In many ways flash fiction isn’t something new. It just hasn’t been known by that name. Many of the parables of Jesus come in at under 500 words (and quite a few under 100!) and I suspect that many of Aesop’s Fables would also qualify.

The ideals of the very short story are conciseness and clarity. There really is nothing more to be said! It is an art form to get to the level of conciseness required though but this is why I think every writer should try flash fiction. It beefs up your editing muscles a LOT!

I don’t have an issue with serious stories. They serve a major purpose and can be a great way of getting a message across and usually on causes needing that.

However, I am a huge fan of stories “just” being for fun and things like pantomimes, where the story is acted out, and a great time is had by the cast and the audience are, I think, vital for keeping a proper balance.

There has to be light AND dark in fiction I think.

Can you cover concepts such as freedom in flash fiction, given its limited word count?

I think so. You can show what it means to ONE character. You can show your character’s attitude to it. You can’t go into much depth due to that word count restriction but you can imply so much with your character’s attitude and reaction. The reader can then figure out just how important (or otherwise) the concept is to that character.
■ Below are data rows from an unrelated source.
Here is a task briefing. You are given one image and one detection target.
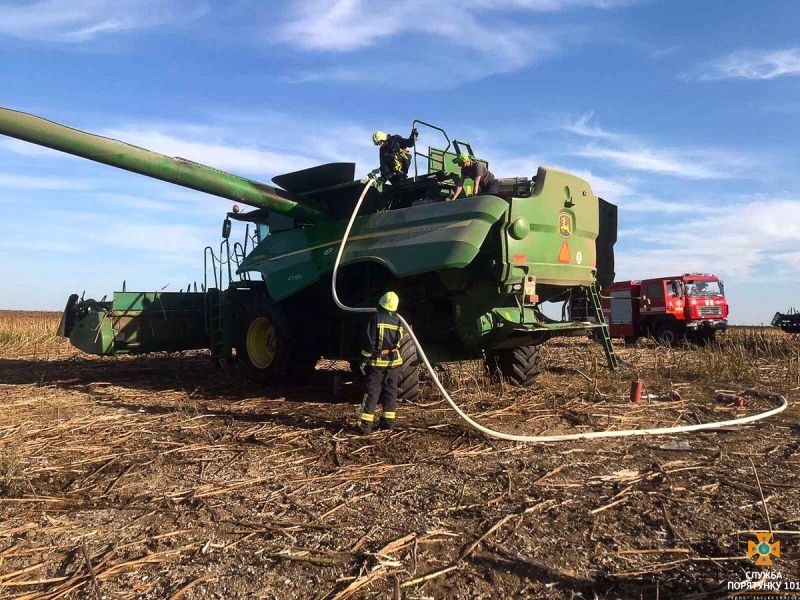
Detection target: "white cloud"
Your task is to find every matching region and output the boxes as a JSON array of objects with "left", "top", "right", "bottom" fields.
[
  {"left": 0, "top": 0, "right": 206, "bottom": 44},
  {"left": 276, "top": 0, "right": 633, "bottom": 88},
  {"left": 697, "top": 48, "right": 800, "bottom": 81},
  {"left": 617, "top": 199, "right": 800, "bottom": 281},
  {"left": 563, "top": 111, "right": 624, "bottom": 140}
]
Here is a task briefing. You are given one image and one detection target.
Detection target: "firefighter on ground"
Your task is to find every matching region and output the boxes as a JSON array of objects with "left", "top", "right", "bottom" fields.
[
  {"left": 453, "top": 152, "right": 500, "bottom": 200},
  {"left": 372, "top": 129, "right": 419, "bottom": 183},
  {"left": 359, "top": 292, "right": 403, "bottom": 434}
]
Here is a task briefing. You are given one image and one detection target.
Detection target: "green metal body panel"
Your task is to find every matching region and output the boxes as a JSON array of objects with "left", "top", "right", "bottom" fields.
[
  {"left": 69, "top": 292, "right": 209, "bottom": 355},
  {"left": 503, "top": 168, "right": 599, "bottom": 286},
  {"left": 0, "top": 107, "right": 326, "bottom": 222}
]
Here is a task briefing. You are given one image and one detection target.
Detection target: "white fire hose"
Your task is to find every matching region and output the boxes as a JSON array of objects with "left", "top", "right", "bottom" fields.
[{"left": 331, "top": 173, "right": 788, "bottom": 443}]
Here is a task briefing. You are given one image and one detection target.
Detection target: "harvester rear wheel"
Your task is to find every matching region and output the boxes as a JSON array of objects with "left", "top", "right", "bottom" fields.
[
  {"left": 235, "top": 295, "right": 318, "bottom": 385},
  {"left": 397, "top": 335, "right": 419, "bottom": 401},
  {"left": 486, "top": 345, "right": 541, "bottom": 387}
]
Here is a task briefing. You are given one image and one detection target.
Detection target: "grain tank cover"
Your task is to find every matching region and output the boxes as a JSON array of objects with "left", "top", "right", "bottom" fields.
[{"left": 272, "top": 163, "right": 356, "bottom": 194}]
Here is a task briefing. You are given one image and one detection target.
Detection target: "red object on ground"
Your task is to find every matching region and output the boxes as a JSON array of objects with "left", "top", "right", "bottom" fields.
[{"left": 631, "top": 379, "right": 642, "bottom": 404}]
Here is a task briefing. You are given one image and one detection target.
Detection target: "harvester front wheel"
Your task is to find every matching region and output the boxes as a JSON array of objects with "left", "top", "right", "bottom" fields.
[
  {"left": 486, "top": 345, "right": 541, "bottom": 387},
  {"left": 236, "top": 297, "right": 317, "bottom": 385}
]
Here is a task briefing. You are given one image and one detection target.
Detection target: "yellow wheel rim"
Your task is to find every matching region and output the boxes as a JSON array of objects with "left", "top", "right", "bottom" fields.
[{"left": 246, "top": 317, "right": 278, "bottom": 369}]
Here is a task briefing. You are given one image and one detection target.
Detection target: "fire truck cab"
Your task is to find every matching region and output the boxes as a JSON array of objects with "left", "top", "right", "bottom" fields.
[{"left": 603, "top": 273, "right": 728, "bottom": 345}]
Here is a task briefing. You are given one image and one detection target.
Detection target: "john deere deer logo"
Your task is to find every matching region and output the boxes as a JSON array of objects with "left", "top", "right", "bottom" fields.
[{"left": 558, "top": 213, "right": 572, "bottom": 238}]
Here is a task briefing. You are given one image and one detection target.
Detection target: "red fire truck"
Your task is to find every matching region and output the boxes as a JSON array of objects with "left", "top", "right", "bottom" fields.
[{"left": 603, "top": 273, "right": 728, "bottom": 345}]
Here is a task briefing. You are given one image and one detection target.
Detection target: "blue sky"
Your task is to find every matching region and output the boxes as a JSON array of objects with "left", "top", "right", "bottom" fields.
[{"left": 0, "top": 0, "right": 800, "bottom": 323}]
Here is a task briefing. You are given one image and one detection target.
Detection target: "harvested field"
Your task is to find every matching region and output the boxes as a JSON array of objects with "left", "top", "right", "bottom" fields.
[{"left": 0, "top": 312, "right": 800, "bottom": 599}]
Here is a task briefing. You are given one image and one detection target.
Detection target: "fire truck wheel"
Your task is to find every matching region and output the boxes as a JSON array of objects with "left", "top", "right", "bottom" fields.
[
  {"left": 397, "top": 335, "right": 419, "bottom": 402},
  {"left": 656, "top": 321, "right": 683, "bottom": 347},
  {"left": 486, "top": 345, "right": 541, "bottom": 387},
  {"left": 234, "top": 294, "right": 318, "bottom": 385}
]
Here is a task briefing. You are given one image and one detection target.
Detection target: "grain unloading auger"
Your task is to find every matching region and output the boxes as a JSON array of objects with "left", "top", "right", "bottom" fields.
[{"left": 0, "top": 109, "right": 617, "bottom": 397}]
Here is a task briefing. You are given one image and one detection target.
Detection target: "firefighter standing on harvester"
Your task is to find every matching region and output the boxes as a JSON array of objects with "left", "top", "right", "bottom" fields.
[
  {"left": 372, "top": 129, "right": 419, "bottom": 183},
  {"left": 359, "top": 292, "right": 403, "bottom": 434}
]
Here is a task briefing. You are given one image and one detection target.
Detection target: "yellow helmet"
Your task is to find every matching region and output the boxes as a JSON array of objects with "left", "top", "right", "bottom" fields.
[
  {"left": 378, "top": 292, "right": 400, "bottom": 312},
  {"left": 455, "top": 152, "right": 472, "bottom": 165}
]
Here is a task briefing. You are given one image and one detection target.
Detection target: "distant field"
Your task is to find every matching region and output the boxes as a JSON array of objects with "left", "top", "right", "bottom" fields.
[{"left": 0, "top": 311, "right": 800, "bottom": 600}]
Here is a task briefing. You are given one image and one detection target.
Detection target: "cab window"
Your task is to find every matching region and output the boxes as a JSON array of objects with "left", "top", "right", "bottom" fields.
[{"left": 647, "top": 282, "right": 664, "bottom": 300}]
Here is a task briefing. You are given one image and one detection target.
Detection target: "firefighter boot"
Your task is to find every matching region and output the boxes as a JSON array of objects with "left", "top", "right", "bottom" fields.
[
  {"left": 381, "top": 411, "right": 397, "bottom": 429},
  {"left": 358, "top": 412, "right": 375, "bottom": 435}
]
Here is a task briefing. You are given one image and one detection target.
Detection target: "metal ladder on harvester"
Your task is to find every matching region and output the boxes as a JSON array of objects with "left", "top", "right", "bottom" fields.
[{"left": 587, "top": 281, "right": 619, "bottom": 371}]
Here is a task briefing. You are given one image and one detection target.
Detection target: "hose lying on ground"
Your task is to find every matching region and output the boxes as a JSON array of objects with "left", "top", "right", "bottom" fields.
[{"left": 331, "top": 176, "right": 788, "bottom": 443}]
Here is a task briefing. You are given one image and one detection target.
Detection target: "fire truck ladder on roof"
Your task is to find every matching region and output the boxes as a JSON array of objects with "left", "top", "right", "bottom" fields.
[{"left": 588, "top": 281, "right": 619, "bottom": 371}]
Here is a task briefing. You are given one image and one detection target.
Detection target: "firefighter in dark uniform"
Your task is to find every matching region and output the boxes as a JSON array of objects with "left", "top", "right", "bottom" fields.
[
  {"left": 453, "top": 152, "right": 500, "bottom": 200},
  {"left": 372, "top": 129, "right": 419, "bottom": 183},
  {"left": 359, "top": 292, "right": 403, "bottom": 434}
]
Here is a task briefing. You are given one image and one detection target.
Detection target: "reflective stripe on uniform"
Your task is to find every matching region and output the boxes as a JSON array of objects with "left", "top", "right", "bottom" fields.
[{"left": 369, "top": 352, "right": 403, "bottom": 367}]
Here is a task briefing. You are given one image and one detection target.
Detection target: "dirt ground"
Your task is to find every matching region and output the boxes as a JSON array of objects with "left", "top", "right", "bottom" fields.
[{"left": 0, "top": 312, "right": 800, "bottom": 600}]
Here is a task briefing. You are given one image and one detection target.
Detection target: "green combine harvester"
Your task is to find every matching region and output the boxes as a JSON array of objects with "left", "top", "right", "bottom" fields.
[
  {"left": 0, "top": 108, "right": 617, "bottom": 398},
  {"left": 771, "top": 308, "right": 800, "bottom": 333}
]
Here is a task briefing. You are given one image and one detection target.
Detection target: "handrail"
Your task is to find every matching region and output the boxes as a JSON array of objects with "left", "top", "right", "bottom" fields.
[{"left": 411, "top": 119, "right": 451, "bottom": 181}]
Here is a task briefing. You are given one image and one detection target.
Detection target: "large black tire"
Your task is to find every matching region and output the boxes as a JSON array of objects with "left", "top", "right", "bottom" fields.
[
  {"left": 486, "top": 345, "right": 541, "bottom": 387},
  {"left": 655, "top": 321, "right": 684, "bottom": 348},
  {"left": 234, "top": 294, "right": 319, "bottom": 385},
  {"left": 397, "top": 335, "right": 419, "bottom": 401}
]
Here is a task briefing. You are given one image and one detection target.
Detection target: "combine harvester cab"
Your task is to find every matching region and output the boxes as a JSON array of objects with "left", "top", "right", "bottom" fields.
[{"left": 0, "top": 109, "right": 617, "bottom": 397}]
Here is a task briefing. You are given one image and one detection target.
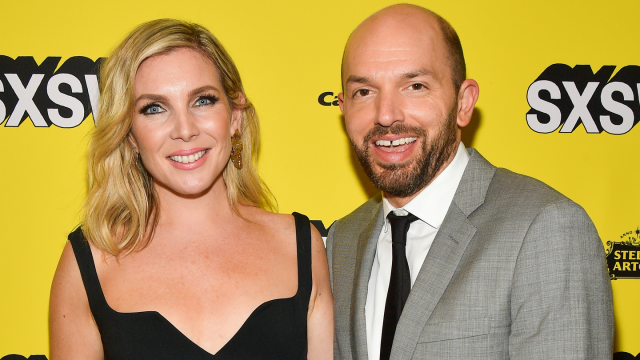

You can show a character’s attitude to freedom by what they do to attain it (and that can be to restrict the freedom of someone else or to remove them if they are seen to be the obstacle to that freedom). Actions and attitudes then are the way to convey what a character really holds dear.

Fairytales with Bite – Where Stories Go Wrong

Where stories go wrong can be down to a number of factors but I list what I think are the most important points below.

1.  Character not strong enough.
By this I mean the character does not grab the reader’s attention.  There is not enough in the character to make the reader want to have their attention grabbed!  A reader needs to either identify with the character and so follow the story to see if all works out in the end, or be very happy to see your character get their comeuppance and again follow the story through to find out if they do!  (I remember wanting to cheer when Molly Weasley in Harry Potter “dealt with” Bellatrix Lestrange – and sorry but I refuse to accept that’s a plot spoiler now!  The point is the characters or Molly and Bellatrix grabbed my attention.  One I wanted to succeed, the other not to and so I was hooked).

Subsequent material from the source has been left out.